Nama Prabu Siliwangi erat terkait dengan sejarah Kerajaan Pajajaran di Tatar Sunda. Ia dikenal luas sebagai raja yang termasyhur, sakti, dan memiliki wibawa tinggi. Prabu Siliwangi, yang memiliki nama asli Sri Baduga Maharaja, diangkat setelah kepergian uwanya.
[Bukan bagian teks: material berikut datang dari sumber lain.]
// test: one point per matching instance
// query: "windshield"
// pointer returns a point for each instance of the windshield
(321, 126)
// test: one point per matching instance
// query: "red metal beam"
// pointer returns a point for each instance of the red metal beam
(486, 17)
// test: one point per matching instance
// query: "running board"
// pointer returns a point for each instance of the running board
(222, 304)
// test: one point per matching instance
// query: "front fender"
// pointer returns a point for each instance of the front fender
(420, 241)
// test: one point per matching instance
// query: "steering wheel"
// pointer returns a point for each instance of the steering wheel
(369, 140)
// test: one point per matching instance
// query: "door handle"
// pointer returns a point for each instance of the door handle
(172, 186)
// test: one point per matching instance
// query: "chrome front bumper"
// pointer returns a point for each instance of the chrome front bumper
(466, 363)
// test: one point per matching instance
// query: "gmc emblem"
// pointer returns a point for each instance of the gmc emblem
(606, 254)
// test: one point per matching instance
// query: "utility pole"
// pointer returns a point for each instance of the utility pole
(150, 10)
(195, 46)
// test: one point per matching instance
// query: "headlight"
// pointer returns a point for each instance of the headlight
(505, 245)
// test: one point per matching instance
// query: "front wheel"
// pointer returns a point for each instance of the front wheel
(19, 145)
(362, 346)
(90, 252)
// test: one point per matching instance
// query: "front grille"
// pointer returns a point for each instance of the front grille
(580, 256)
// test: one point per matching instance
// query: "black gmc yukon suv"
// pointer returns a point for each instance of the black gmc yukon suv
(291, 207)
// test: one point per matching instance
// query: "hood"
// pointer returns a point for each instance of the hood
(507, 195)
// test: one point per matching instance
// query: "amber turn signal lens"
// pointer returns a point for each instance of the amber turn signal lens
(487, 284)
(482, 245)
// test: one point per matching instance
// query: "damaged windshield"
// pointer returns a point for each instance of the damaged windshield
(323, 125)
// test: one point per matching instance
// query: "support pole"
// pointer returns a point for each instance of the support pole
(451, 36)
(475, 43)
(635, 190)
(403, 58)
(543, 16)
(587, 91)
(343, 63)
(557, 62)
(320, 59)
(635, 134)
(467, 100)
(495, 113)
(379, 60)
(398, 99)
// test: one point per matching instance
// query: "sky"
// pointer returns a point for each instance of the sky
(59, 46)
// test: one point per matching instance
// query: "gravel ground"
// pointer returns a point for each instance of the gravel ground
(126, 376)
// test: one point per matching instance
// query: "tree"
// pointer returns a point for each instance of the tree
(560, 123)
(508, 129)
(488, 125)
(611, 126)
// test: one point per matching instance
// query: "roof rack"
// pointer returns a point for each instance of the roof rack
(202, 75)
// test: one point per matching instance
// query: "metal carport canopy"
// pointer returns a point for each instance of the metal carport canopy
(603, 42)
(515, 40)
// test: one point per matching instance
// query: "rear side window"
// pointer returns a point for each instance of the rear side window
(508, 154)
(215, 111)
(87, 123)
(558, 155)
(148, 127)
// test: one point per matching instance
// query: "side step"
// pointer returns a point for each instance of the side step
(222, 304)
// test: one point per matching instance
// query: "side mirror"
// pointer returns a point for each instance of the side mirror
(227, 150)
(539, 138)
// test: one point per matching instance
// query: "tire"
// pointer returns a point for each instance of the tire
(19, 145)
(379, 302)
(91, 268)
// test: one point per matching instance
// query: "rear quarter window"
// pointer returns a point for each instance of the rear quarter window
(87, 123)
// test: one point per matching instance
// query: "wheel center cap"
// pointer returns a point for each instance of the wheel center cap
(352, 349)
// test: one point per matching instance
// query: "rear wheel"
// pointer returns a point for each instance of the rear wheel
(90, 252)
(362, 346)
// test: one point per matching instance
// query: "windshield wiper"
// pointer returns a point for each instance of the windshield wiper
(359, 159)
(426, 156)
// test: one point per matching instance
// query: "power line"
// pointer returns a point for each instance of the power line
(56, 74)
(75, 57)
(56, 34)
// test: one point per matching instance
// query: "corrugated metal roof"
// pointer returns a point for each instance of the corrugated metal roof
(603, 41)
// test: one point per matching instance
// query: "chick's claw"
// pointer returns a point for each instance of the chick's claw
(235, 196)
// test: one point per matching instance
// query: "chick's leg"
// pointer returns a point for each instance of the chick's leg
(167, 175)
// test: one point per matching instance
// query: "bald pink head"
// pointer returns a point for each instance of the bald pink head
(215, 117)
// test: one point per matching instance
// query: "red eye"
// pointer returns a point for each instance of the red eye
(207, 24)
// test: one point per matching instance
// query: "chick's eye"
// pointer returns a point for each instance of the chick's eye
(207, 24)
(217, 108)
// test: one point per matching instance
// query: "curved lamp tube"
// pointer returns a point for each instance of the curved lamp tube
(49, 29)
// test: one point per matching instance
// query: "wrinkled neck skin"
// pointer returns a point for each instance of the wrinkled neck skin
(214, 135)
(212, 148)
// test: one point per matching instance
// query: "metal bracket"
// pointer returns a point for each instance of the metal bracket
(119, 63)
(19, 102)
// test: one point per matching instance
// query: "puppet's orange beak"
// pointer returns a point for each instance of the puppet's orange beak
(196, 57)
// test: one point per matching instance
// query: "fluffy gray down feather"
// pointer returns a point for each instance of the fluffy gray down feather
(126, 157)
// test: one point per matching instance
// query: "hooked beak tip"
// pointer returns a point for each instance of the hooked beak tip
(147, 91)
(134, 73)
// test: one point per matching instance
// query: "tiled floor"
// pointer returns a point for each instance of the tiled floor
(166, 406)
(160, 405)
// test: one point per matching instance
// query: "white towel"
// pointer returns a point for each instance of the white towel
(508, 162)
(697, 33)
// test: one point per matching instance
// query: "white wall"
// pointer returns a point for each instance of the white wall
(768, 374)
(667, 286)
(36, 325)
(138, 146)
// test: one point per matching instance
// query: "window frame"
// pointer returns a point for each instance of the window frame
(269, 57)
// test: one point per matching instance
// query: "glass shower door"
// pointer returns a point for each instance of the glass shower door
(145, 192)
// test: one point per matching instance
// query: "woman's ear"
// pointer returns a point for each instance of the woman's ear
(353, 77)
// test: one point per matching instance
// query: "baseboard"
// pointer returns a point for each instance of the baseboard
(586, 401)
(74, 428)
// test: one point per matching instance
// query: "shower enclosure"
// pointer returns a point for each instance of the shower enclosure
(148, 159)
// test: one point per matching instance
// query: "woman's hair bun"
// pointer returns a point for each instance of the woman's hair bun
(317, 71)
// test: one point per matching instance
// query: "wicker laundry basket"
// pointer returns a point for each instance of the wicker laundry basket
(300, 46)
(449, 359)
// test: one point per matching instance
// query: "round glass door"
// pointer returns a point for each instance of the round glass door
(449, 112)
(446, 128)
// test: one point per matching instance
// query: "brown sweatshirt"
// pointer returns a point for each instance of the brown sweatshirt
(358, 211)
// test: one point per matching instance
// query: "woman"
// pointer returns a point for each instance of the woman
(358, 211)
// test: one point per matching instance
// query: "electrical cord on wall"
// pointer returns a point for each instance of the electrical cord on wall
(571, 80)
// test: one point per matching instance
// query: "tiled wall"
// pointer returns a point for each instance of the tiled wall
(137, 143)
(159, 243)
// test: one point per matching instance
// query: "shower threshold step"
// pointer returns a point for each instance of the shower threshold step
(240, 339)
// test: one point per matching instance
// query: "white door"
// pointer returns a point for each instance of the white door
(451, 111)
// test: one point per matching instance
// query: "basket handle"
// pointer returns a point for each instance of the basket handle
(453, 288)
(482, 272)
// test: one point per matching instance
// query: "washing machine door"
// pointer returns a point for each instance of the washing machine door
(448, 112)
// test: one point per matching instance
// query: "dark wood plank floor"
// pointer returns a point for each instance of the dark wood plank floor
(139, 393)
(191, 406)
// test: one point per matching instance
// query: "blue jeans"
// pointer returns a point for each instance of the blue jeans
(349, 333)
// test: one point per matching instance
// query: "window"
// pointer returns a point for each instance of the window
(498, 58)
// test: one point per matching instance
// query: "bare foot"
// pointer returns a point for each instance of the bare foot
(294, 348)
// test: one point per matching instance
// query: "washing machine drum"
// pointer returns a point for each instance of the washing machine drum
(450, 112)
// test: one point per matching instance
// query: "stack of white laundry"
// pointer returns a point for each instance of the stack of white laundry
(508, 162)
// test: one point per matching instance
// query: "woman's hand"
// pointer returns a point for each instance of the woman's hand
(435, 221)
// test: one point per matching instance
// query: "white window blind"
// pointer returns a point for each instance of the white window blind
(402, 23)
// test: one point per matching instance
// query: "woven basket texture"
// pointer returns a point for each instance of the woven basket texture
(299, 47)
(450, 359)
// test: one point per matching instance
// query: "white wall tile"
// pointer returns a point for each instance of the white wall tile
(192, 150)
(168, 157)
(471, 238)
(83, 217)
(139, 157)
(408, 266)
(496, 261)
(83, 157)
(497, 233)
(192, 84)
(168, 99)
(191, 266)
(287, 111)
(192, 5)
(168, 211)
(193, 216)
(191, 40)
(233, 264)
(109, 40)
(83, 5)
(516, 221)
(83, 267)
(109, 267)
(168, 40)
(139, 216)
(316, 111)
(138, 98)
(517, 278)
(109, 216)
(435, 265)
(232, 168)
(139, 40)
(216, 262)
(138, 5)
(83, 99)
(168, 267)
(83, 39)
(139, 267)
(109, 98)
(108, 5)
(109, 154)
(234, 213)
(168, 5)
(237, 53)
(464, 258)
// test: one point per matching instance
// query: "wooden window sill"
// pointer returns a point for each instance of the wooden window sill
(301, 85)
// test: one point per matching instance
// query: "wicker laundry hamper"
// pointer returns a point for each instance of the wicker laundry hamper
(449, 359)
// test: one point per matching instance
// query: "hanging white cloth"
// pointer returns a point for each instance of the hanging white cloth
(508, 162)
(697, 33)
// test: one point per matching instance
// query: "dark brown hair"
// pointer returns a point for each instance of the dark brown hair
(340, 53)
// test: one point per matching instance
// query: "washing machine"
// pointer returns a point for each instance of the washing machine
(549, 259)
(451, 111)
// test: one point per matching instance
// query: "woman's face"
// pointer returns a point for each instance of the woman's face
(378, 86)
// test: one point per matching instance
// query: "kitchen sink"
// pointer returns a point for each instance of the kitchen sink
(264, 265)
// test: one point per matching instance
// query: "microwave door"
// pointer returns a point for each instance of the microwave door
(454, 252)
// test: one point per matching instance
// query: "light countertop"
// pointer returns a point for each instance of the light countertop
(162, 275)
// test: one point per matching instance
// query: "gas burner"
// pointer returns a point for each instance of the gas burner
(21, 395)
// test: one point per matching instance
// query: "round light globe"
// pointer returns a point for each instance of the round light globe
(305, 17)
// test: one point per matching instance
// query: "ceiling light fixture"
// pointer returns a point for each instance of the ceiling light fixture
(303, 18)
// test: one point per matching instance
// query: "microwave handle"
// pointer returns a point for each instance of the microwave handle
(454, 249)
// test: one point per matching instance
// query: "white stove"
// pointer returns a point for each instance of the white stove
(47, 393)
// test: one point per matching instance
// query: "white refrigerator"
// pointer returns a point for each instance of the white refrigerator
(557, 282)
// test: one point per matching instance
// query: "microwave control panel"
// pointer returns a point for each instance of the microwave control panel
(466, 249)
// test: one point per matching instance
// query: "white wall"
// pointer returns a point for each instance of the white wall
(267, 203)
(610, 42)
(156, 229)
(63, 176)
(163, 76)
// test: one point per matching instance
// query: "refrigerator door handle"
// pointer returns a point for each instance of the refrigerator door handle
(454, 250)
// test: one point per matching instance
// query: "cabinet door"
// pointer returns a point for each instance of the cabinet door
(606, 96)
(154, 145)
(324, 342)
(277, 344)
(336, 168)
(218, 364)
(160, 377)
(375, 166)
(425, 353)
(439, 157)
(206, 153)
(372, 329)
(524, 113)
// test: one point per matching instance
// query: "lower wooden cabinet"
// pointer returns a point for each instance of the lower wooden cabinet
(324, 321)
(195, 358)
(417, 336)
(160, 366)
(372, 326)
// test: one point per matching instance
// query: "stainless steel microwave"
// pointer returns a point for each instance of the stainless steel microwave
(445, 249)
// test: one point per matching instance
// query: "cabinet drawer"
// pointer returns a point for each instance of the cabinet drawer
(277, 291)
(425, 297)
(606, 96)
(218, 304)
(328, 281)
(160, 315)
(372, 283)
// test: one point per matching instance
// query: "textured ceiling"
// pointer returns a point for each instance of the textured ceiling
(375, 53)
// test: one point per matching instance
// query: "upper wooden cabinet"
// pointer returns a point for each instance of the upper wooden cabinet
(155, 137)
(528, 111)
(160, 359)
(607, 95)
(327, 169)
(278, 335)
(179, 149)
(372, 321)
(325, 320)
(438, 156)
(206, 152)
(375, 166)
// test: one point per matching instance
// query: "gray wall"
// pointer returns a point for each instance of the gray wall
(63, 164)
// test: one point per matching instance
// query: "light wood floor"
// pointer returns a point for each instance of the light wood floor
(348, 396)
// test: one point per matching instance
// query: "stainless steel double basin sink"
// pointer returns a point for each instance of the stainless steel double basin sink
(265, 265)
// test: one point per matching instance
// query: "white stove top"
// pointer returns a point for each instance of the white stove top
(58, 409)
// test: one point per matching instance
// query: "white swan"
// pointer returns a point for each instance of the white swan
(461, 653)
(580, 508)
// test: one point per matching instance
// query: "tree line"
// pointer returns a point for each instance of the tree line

Namun, Prabu Siliwangi tidak mungkin dilantik sebagai raja tanpa adanya Palangka, singgasana khusus untuk upacara penobatan raja-raja Pajajaran. Singgasana yang terbuat dari batu ini dirancang oleh Prabu Susuktunggal. Palangka dianggap sebagai batu keramat di Pajajaran karena melambangkan pengangkatan raja.

Tokoh Susuktunggal dikenal sebagai pembuat batu Palangka, yang disebut tanah suci yang indah bagi raja utama. Palangka ini khusus digunakan dalam upacara pelantikan raja di Pakuan. Saat ini, singgasana tersebut dinamakan watu gigilang, yang berarti batu berkilau.

Ketika batu Palangka dibawa oleh Banten saat penaklukan Pajajaran, upacara penobatan raja baru di Pakuan tidak dapat dilakukan secara tradisi. Keraton Sang Bima, tempat tinggal dan pusat pemerintahan Prabu Siliwangi, sama dengan Sri Bima.